Hyper-local advertising seems to be on the rise.
Posters, messages and scrawls you get to see at street corners, on TNEB junction boxes and on the avenue trees.
They seem to offer leads to life trends.
Jobs are always on offer.
So are cures for cancer and impotency.
Between the two, the host of services can range from offering to teach you how to download songs or arranging to clean your overhead tank.
Across our office, in the corner of a busy junction we have a hugely popular fruit juice shop. The shop has been written about by all the city dailies and is counted to be among the ten most popular ‘joints’ for young people.
I think it scores high on four counts - range of juices, the quality, the speed with which they are served and the refills most customers enjoy, for free.
I still have not tried out the Sharjah Special here.

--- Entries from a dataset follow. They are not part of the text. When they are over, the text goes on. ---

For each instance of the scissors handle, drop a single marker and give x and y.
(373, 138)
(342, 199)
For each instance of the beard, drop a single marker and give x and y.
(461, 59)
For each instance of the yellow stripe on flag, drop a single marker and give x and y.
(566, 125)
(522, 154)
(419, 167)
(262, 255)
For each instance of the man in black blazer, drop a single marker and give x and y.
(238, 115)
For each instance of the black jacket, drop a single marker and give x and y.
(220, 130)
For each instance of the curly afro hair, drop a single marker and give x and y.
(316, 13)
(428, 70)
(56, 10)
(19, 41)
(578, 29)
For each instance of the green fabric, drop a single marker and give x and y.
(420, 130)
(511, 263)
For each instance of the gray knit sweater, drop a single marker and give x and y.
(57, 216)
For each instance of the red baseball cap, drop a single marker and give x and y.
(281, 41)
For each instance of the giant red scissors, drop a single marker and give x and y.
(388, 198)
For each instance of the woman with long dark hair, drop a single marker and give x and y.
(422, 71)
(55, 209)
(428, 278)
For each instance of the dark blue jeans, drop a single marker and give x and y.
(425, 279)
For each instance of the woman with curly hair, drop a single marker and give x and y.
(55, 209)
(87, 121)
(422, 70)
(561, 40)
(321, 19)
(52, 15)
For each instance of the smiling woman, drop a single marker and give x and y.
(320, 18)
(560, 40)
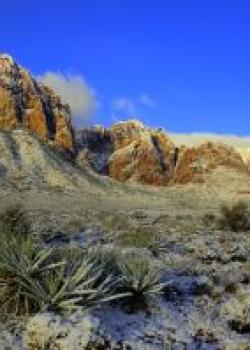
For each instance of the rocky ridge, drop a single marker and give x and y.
(130, 151)
(25, 102)
(127, 151)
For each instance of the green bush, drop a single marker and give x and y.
(235, 217)
(14, 220)
(139, 279)
(33, 278)
(139, 237)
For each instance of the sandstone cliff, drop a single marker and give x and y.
(25, 102)
(129, 151)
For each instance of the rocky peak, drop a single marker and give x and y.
(26, 103)
(130, 151)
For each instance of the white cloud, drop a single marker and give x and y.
(194, 139)
(147, 101)
(132, 107)
(74, 90)
(124, 105)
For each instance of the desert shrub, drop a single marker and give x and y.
(33, 278)
(235, 217)
(14, 219)
(139, 279)
(21, 265)
(139, 237)
(209, 219)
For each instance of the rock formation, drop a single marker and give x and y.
(129, 151)
(194, 162)
(25, 102)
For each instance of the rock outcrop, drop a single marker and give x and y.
(26, 103)
(129, 151)
(195, 162)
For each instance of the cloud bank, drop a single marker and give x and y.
(194, 139)
(74, 90)
(132, 107)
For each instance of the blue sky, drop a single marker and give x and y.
(180, 64)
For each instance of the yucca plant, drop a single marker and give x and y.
(77, 287)
(33, 278)
(139, 279)
(22, 262)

At any given time, there are 25 to 30 people hanging out at this joint. So now I know why the abandoned traffic police booth that some sponsor erected at this junction has become the notice board for hyperlocal advertising.
Somebody is looking for housewives, retirees and youth to canvas for SBI Life.
Another is promising assignments that allow you to work from home. Rs.8000 if you work part time, Rs.16,000 if you work fulltime and Rs.5000 if you work all through Sunday. There is a promise too - you don’t have to make phone calls, you don’t have to attain targets. Just work!
There is also a dirty war of handbills that is going on in this nook. Between agents of internet services providers.
Last week, a leading newspaper launched its campaign - it had part time jobs for young people.
Fighting for space and produced on cheap recycled paper are the posters of a Sex Clinic located in a lane of Triplicane.
Hyperlocal advertising does work. You have to choose the locations in the neighbourhood.